Additionally, the controversial snowball has grown through modern networking, as Facebook groups began popping up to protest, boycott, and condemn Amazon for profiting from the book.

“!!!Boycott Amazon.com for Selling How Guide for pedophile,” is one Facebook group that already has gained nearly 16,000 “likes.”

The group’s description argues that freedom of speech goes both ways.

“As much as retailers have the right to free speech, and to protect what they view as the free speech of their authors . . . , as Americans we have a right to boycott a retailer who sells something we view as objectionable and as a means to promote the most heinous of crimes against those who are most vulnerable . . . our children,” the description stated.

Greaves has been cleared for any previous sexual offenses, and said to ABC that he is not trying to encourage pedophiles with his book.

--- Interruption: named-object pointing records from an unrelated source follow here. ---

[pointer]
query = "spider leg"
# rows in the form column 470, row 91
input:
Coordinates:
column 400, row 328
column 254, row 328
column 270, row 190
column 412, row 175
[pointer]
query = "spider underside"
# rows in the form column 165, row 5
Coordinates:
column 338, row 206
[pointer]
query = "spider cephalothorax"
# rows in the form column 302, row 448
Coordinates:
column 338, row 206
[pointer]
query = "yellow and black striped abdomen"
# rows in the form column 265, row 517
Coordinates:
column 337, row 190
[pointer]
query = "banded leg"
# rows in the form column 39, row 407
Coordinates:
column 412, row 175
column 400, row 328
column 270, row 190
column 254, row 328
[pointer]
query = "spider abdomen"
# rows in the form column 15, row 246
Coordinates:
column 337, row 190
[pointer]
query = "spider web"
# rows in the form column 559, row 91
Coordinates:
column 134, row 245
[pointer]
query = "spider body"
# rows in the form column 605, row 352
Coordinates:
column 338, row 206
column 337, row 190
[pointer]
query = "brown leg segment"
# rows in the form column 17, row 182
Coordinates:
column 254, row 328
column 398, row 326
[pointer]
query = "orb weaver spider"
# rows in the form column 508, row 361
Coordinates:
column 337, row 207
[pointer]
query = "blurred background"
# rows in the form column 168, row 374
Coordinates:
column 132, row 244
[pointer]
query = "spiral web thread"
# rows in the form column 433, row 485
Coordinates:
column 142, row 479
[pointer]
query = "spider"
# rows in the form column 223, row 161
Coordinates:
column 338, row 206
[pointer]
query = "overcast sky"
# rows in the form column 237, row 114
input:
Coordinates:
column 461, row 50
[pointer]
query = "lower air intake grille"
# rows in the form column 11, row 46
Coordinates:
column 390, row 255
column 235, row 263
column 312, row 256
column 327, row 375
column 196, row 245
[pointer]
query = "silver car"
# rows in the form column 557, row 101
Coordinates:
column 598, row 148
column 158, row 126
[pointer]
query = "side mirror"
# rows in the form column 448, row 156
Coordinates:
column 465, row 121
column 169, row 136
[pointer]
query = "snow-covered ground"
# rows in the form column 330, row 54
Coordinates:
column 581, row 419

“I’m not saying I want them around children; I’m saying if they’re there, that’s how I want them to behave,” he said.

Amazon defended the product at first.

“Amazon believes it is censorship not to sell certain books simply because we, or others, believe their message is objectionable,” an Amazon spokeswoman said.

“Amazon does not support or promote hatred or criminal acts, however, we do support the right of every individual to make their own purchasing decisions,” she continued.

After enough negative media attention, however, the book was banned, reinstated, and then banned again.

Amazon may have thought the censorship monkey was off it’s back, but that was far from the case.

With all of the public attention on Amazon, several other pro-molestation books were discovered, including “Understanding Loved Boys and Boylovers,” “Erotic Innocence: The Culture of Child Molesting,” and “Beyond Hysteria: Boy Erotica on the Internet.”

MCCC student Laura Brewer said she has bought a few of her college books from Amazon, but probably won’t be taking her business there again.

“I think pedophilia is disgusting, so I don’t think it’s a good idea to sell books about it,” she said.

Student Deanna Boberg said she supports the freedom of the press.

“Disgusting or not, it’s still a First Amendment right,” she said. “If you start banning one thing, where does it go from there?”

Brewer took a stance similar to the Facebook group.

“I agree with freedom of the press, but there’s also the freedom of the buyers, the freedom to protest,” she said. “If they think it’s okay to sell it, then they can go ahead and sell it. But if I don’t want to buy it, I don’t have to buy it.”